One Year Later

One year later, and the “honeymoon” feeling is not yet gone.

The sheer magnitude of picking up lock stock and barrel is poignantly reminded to us when we get to Kings Park in Perth and encounter Gija Jumulu, the Boab tree that was moved 3200km  from the Kimberley. Our journey was only 2738km and only a nudge over 6 degrees latitude, although it was across 2 state borders and not simply from the north of one state to the south.

The decision

Boab in Kings Park
journeyed over 3200 kilometres, from Warmun in WA's Kimberley region, to Kings Park

The decision to do a reconnaissance trip to Perth in December 2009 was a bit of a surprise. I never thought Jo would leave but she’d had a taste of travelling with Intimo when she went to Vietnam, and had the inkling of adventure. In the first few days of that trip we couldn’t see a way to make it work, but then suddenly “green lights” started appearing and we were off. We picked the place in Port Kennedy on the last day, and then flew back to Melbourne (it was not a restful trip).

The move

Then the rollercoaster began: break the news, arrange a tenant, refinance, pay deposit, organise removals, CHRISTMAS!, ship one car, pack, renovate and live wherever we could, sell the other car, tidy up, pack for trip, last goodbyes, WHOOSH! pick up car, buy a bed and some mattresses, and move in wait for the container, unpack and settle, start work, get internet and electronics working.

Changes

I bought myself a hybrid car since I knew I’d be driving distances; a Prius, a Blue one.

Prius
What a feeling

I had some travelling down to Busselton for installations and up to Port Hedland to visit another Bush School, not to forget Broome and Darwin, but otherwise we’ve had an eye opening experience just having the beach nearby and exploring Perth. It’s not unusual for us to go out of an evening and stroll down to Warnbro Sound with the dog. In the summer months it stays warm well after dark, and the beach is protected by a reef. The reef connects Point Peron to the north with the Port Kennedy point to the south. During the daytime you can see dolphins frolicking out in the bay. The weather would cycle strong SW winds to warm balmy quiet days that left the bay like glass. A little further to the south we have Secret Harbour where the surf has been a real attraction. With the temperatures well above the Melbourne averages it is very much an outdoor lifestyle.

From the nearby lookout
From the nearby lookout

Since the move Jo’s parents Harry and Anne have visited us and we had a great time exploring the surrounding areas including Fremantle where Harry was deposited for the first time onto Australian soil. Mum (Anneke) travelled across as well and we again saw many of the sights. Then Connie and Anne, then Harry and Anne, and then Anneke again. Each time has had its own features and reminiscences, such as Kings Park, London Court, Hillarys, The Rockingham Musselfest and promenade, as well as the Fremantle Markets and Mandurah.
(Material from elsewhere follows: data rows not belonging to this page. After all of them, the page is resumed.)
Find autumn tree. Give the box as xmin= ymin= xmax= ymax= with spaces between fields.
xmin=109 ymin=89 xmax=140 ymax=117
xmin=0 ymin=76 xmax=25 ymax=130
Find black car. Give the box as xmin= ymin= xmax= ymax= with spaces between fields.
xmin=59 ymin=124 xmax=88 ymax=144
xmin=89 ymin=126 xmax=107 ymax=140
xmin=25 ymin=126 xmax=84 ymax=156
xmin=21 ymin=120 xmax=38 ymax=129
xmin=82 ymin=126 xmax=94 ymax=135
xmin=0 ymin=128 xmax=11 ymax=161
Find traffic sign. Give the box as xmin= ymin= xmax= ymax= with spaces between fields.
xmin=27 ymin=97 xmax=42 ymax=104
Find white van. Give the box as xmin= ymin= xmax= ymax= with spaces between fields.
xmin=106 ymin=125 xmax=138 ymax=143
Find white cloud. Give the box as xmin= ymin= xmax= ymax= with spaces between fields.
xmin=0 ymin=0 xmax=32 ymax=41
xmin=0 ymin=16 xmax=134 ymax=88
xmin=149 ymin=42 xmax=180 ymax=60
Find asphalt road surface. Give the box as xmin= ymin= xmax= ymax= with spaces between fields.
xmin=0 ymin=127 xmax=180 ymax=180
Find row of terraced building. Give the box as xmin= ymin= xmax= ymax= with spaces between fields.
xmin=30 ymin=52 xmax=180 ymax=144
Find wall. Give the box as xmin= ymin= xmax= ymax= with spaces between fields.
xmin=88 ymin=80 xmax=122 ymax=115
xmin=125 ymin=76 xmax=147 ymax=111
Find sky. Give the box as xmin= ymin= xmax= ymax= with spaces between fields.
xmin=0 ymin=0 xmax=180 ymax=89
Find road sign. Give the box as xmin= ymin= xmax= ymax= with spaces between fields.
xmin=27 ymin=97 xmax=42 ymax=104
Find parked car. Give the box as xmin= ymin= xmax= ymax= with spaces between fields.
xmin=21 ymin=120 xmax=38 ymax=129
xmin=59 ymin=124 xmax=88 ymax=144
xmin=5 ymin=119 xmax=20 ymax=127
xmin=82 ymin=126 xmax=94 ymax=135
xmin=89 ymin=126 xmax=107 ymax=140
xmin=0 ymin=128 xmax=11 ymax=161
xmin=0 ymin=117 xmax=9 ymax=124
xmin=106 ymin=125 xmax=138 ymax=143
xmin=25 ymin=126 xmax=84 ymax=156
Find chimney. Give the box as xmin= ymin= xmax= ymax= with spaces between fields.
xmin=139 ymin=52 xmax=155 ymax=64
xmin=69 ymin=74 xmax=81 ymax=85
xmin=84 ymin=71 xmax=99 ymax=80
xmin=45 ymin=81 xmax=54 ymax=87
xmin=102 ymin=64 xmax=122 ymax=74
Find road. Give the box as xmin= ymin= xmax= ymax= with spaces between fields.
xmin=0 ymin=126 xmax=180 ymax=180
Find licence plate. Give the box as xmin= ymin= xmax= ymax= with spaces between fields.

Rhyanna has been strolling through year 11, has made lots of friends, and has also met Jerome. Jerome has similar circumstances in moving from Melbourne at about the same time and starting Year 11 over here, though in different schools. The two are inseparable and are a mutual source of support. Rhyanna has also recently decided she wants to wear the blue uniform of the constabulary, and Jerome the black one of the Fire brigade. We wait to see if it comes true but there seems to be some drive behind it.

Off to school
Off to school

Talen has sauntered through year 10, and has made many best friends. He cavorts around and makes people laugh a lot, and has just enough mischief in him – hopefully not too much. He has also had his braces removed (the reason behind many trips back to Melbourne for he and Jo), and now has a devilish grin that has made him the centre of attention for several girls. His flame is Courtney, she is probably as tall as he is, and he now towers over Joanne (nearly up to me)

Dion has attacked primary school, and has been involved in rugby, and recently in the Surf Life Saving Club at Secret Harbour. He launches himself at the beach events with vigour, and goes jogging with me as many mornings as we can muster. Dion always has friends knocking on the door to come around to play. He rides his bike to school every day. Dion has taken an interest in caring for his two aquariums of fish along with his PH testers, and Ick and Whitespot cures. He also asks difficult questions, and is growing at an incredible pace.

Dion and board
Lets go Surfing

Jo has been a great source of support in my challenges of getting the business growing over here and has also been involved in the primary school where she organised three discos, six if you consider that each disco was split into junior and seniors. I come along to help out and look intimidating, though if I hear one more Justin Bieber song I will scream. We also took on managing two rugby teams. Jo has relaunched her Intimo business over here, and is operating at about 50% with a lot of support from loyal Victorian customers while her downlines continue to build the Melbourne base.

I have been flying at Mount Bakewell and Serpentine and once at dunes along the local Warnbro beach. Being so close to the beach sailing is a big part of the lifestyle and while having the chance to cruise around on a friend’s 21’ raised keel we are also about to embark on owning our own 16’ Hobie cat.

Although we miss our friends in Melbourne we have made many new and interesting friends. Most are migrants just like us but from areas such as South Africa, UK, the US, and New Zealand.

The Experience

The whole scary process has really become a validation of the strength of the family unit, and the adaptability and resilience of the individuals as well. If there was anyone with feelings of trepidation they have risen to the challenge and thrived. In a subtle twist the things you may hope  to leave behind also try to follow you, and this also has become a learning process. It is also true that we have become aware of how fortunate we are in having both the opportunity and each other. There are many less fortunate, and in some strange way we have become a sort of gravitational centre for some. This also forces a balancing act between our values and openness. You can’t be a part of the world from behind closed doors.

As we draw close to the 2010 year’s end we hope everyone has a great festive transition and a 2011 that brings a thriving future and a zest for life.